Chemiegasattentat in Salisbury–weitgehend symbolische Reaktionen

von Ralf Ostner

Es gibt inzwischen in der Chemiegasaffäre klare Reaktionen. GB, die Trump-USA sowie über 69 Staaten haben sich mit Großbritannien solidarisch erklärt und die Ausweisung russischer Diplomaten  beschlossen. GB und die Trump-USA gehen noch weiter und erklären russische Spionagenetzwerke in ihren Staaten vernichten zu wollen.Russland wiederum erklärt daraufhin Diplomaten der es sanktionierenden Länder ebenso ausweisen zu wollen.
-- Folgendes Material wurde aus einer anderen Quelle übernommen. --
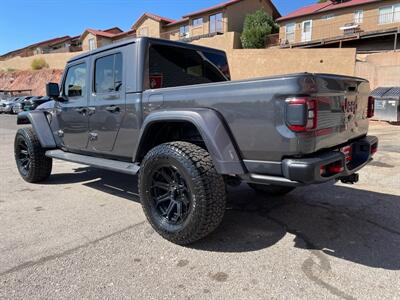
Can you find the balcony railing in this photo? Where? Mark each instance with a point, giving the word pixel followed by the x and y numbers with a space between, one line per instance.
pixel 338 29
pixel 195 32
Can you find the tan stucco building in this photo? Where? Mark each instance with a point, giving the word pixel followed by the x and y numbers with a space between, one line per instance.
pixel 225 17
pixel 92 38
pixel 340 21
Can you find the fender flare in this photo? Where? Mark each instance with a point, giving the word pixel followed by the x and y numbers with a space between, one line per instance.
pixel 40 126
pixel 212 128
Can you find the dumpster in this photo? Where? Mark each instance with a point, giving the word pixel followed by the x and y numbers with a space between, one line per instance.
pixel 387 104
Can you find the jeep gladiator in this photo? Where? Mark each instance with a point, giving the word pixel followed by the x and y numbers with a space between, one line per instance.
pixel 168 112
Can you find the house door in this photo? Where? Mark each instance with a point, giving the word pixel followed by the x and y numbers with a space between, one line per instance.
pixel 306 31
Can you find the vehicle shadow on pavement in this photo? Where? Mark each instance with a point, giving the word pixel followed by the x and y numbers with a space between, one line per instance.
pixel 355 225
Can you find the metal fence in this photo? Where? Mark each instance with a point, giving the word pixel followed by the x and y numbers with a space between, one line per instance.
pixel 314 30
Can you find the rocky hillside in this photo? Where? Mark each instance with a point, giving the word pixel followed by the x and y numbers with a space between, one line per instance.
pixel 34 80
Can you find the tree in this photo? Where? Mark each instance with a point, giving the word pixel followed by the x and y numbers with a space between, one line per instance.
pixel 256 28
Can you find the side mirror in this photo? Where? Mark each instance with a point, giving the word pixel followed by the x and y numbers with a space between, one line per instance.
pixel 52 90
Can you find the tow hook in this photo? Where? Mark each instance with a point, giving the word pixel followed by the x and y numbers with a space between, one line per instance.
pixel 351 179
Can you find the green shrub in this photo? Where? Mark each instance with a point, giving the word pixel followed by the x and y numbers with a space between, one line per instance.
pixel 39 63
pixel 256 28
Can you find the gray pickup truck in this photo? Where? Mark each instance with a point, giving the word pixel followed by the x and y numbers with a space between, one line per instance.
pixel 168 112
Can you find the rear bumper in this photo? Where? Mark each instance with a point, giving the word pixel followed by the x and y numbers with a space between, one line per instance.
pixel 304 171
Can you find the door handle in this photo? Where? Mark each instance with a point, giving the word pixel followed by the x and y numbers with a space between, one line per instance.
pixel 81 110
pixel 112 108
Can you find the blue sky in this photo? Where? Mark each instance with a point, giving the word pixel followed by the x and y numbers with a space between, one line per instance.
pixel 24 22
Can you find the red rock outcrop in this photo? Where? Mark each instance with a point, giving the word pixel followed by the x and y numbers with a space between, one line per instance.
pixel 29 80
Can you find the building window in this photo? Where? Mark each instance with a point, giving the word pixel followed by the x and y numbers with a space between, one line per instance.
pixel 358 16
pixel 389 14
pixel 290 32
pixel 92 44
pixel 328 17
pixel 197 22
pixel 216 23
pixel 184 31
pixel 143 31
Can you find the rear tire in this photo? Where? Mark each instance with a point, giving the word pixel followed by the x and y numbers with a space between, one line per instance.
pixel 32 163
pixel 273 190
pixel 182 194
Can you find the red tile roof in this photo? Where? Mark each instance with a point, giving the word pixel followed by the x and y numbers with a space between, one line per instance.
pixel 108 33
pixel 323 7
pixel 115 30
pixel 98 33
pixel 225 4
pixel 177 22
pixel 154 17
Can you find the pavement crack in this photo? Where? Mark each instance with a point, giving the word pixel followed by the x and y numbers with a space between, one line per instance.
pixel 67 252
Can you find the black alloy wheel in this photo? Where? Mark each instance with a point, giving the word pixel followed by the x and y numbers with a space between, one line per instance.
pixel 171 197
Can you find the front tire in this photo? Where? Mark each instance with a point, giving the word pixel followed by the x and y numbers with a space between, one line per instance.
pixel 32 163
pixel 182 194
pixel 273 190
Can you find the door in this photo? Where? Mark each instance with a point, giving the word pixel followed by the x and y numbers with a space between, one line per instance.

Trotz aller gegenseitigen Reaktionen bleibt dies doch mehr ein symbolischer Streit. Auf westlicher Seite haben sich mehrere Todesfälle in der russischen Exilgemeinde in London und russische Provokationen, sei es nun riskante Flugmanöver der russischen Luftwaffe gegenüber NATO- Flugzeugen, maritimen Störmanövern, Hacker- und Cyberangriffen, Unterstützung rechtspopulisticher Parteien bis hin zum Front National. Putins Rede zur Lage der Nation zu einer kritischen Masse angereichert, die nun in der Skripalkrise ihren vorläufigen Höhepunkt findet. Die Feindschaft zwischen beiden Lagern ist klar.
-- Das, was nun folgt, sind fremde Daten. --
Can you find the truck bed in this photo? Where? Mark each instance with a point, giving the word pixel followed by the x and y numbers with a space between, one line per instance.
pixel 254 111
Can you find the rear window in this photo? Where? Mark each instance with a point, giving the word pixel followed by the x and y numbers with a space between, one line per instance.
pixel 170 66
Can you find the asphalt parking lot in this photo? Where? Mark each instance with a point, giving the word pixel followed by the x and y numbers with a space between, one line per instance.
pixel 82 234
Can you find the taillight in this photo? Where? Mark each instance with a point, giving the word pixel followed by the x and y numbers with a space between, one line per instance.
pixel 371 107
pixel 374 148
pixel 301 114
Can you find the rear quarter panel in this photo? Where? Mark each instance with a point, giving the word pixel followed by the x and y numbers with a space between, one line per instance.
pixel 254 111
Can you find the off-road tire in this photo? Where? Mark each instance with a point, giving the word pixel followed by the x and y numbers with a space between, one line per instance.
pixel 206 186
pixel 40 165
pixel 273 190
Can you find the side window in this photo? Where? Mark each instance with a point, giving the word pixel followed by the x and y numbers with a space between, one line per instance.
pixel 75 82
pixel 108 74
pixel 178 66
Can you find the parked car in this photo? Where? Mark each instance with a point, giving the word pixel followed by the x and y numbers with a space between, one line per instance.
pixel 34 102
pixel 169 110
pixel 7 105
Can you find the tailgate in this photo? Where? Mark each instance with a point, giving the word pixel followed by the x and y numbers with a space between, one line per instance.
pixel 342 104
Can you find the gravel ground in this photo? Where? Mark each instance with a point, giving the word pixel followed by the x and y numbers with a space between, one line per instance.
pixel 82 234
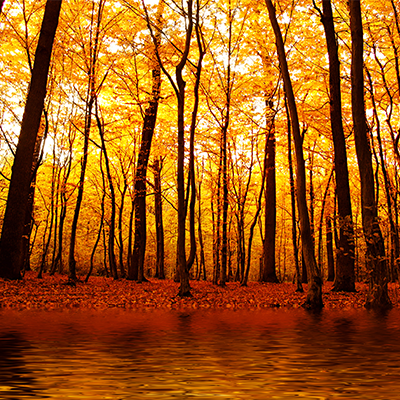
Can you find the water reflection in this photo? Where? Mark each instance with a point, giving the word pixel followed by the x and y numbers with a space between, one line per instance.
pixel 121 354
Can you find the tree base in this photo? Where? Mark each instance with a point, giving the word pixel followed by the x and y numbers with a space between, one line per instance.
pixel 184 292
pixel 314 295
pixel 344 285
pixel 378 299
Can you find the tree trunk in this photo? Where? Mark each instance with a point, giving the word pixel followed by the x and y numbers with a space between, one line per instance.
pixel 14 219
pixel 329 250
pixel 157 166
pixel 269 271
pixel 378 297
pixel 111 232
pixel 345 277
pixel 299 276
pixel 314 293
pixel 90 99
pixel 149 123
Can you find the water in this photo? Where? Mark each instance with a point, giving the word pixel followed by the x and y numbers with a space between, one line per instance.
pixel 266 354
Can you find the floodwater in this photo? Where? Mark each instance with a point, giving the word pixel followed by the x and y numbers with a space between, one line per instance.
pixel 266 354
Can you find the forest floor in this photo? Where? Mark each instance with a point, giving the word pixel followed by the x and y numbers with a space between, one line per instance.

Ob Putin hinter den Giftmorden steht, keinesfalls so. Denn erst erklärte GB, dass es sich bei dem Gift um Anthrax, dann Sarin und dann erst um Nowitschok handele. Zuerst erklärte GB, dass die Vergifteten das Gift bei ihrem Rußlandbesuch untergejubelt bekommen hätten, nun heißt es, dass das Gift mittels eines Schmiermittels am Haus der Geschädigten angebracht wurde. Reichlich unsichere und sich ändernde Versionen.Zumal nun auch nicht nur Putin mit Glanzergebnissen bei der Präsidentschaftswahl gewählt wurde, sondern Theresa May nun im Unfragen ebenso ganz nach oben katapultiert wurde durch die Giftgasaffäre.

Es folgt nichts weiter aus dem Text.